Other useful tools usually used together

1. view tcp memory
#tcp_mem etc
cat /proc/sys/net/ipv4/tcp_mem
cat /proc/net/sockstat

2. lsof in a process
#found evidence of opening too many files.

#list open files
lsof -p $pid
lsof -a -i4 -i6 -itcp -p $pid

3. netstat for network and connections
netstat -a -n | grep tcp | grep 9200 
#view connection count from hosts
#check ip addresses 
netstat -nat | awk '{print $5}'| awk -F":" '{print $1}' | sort | uniq -c
#further on specific port
netstat -nat | grep 9200 |awk '{print $5}'| awk -F":" '{print $1}' | sort | uniq -c

4. network tuning under /proc/sys/net

#putting them all together.

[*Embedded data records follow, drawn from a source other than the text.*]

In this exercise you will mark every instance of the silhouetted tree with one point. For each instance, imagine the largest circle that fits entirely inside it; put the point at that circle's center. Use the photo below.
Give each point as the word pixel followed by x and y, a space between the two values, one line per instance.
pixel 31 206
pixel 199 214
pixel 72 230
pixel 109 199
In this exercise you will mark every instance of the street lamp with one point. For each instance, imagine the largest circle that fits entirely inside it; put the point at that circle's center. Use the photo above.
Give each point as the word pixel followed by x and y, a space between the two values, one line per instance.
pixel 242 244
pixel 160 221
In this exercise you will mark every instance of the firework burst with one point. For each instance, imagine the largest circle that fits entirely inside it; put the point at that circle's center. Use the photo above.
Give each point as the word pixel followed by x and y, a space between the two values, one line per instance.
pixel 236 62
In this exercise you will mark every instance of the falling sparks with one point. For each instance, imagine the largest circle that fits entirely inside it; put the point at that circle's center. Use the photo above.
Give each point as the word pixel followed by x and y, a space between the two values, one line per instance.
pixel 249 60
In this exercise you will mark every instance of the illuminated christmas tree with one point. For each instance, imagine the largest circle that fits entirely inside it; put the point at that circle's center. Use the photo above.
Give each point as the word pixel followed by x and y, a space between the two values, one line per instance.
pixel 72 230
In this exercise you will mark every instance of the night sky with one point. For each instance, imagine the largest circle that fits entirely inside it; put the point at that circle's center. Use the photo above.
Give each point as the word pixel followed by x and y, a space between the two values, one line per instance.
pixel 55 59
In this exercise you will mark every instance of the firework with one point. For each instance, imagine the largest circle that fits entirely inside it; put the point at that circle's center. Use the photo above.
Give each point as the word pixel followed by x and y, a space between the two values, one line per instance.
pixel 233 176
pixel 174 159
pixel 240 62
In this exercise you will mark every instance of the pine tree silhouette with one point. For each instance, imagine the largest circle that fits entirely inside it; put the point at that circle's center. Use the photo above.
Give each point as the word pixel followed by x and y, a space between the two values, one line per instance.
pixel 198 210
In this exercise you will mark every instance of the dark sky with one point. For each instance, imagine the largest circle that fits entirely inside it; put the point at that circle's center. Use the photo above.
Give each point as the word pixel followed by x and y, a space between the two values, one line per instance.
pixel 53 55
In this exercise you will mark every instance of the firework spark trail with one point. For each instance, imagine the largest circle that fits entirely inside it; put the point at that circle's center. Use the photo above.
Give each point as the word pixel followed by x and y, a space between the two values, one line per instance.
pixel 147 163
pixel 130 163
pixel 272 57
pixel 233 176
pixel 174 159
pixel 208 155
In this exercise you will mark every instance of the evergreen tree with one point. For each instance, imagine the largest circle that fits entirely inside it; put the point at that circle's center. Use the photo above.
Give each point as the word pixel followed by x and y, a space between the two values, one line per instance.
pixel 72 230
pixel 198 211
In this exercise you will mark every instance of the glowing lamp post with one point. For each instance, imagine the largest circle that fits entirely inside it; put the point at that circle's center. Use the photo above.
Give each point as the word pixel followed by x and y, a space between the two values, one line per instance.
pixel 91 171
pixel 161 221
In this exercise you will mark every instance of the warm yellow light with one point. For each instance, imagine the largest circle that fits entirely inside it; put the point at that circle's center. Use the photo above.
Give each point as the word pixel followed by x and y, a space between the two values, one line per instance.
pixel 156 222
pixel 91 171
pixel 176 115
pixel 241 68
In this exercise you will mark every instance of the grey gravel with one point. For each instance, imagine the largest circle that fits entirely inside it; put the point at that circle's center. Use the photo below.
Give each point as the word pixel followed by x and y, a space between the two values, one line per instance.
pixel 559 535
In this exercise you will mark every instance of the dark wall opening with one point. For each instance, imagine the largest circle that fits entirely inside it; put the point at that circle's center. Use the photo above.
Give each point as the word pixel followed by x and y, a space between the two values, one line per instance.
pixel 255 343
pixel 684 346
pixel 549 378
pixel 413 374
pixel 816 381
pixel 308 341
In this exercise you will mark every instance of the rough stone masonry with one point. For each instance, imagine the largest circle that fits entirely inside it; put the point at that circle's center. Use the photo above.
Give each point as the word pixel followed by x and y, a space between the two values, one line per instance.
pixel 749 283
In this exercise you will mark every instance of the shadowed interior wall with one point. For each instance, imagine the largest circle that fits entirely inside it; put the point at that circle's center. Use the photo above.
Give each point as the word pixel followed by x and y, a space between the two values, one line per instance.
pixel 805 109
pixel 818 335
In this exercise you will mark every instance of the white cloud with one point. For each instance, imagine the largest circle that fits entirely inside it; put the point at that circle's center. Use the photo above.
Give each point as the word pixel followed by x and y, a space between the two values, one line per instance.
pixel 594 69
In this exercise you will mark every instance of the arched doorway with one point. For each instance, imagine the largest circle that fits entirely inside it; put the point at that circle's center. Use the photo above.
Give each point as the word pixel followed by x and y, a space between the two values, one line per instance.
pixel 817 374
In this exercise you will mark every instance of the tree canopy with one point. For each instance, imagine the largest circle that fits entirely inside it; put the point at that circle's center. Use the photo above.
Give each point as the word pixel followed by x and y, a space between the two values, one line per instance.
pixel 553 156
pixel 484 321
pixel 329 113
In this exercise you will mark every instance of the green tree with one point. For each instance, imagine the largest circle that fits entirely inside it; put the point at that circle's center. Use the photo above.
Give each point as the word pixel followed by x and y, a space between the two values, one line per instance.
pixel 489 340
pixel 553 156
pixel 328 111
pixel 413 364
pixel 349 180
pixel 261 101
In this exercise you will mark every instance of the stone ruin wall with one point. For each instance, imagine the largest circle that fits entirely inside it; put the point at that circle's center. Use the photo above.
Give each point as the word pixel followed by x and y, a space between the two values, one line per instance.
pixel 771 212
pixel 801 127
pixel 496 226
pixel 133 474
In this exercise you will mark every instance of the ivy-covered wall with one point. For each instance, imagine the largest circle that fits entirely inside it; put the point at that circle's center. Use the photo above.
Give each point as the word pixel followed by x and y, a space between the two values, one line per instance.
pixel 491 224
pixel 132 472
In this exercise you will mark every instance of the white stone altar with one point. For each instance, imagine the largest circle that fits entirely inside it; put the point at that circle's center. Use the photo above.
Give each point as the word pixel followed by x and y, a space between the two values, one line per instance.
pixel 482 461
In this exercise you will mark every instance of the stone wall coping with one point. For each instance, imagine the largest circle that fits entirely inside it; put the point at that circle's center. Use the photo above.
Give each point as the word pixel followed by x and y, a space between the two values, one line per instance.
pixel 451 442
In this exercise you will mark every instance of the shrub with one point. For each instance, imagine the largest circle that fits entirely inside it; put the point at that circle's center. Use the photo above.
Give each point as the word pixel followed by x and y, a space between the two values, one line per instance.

To make socket close quicker and fail quicker
echo 20 > /proc/sys/net/ipv4/tcp_fin_timeout
echo 30 > /proc/sys/net/ipv4/tcp_keepalive_intvl
echo 5 > /proc/sys/net/ipv4/tcp_keepalive_probes
cat /proc/sys/net/ipv4/tcp_fin_timeout
cat /proc/sys/net/ipv4/tcp_keepalive_intvl
cat /proc/sys/net/ipv4/tcp_keepalive_probes

5. turn on and off the swap file on linux
#fallocate -l 2G /swapfile
dd if=/dev/zero of=/swapfile bs=1024 count=2097152
chmod 600 /swapfile
mkswap /swapfile
swapon /swapfile
##enlarge to 8 gb from 2gb
swapoff /swapfile
#dd always works
dd if=/dev/zero of=/swapfile bs=1M count=6144 oflag=append conv=notrunc
mkswap /swapfile
swapon /swapfile

6. Enable core dump: 

ulimit -c unlimited

7. use crontab to collect information periodicaly.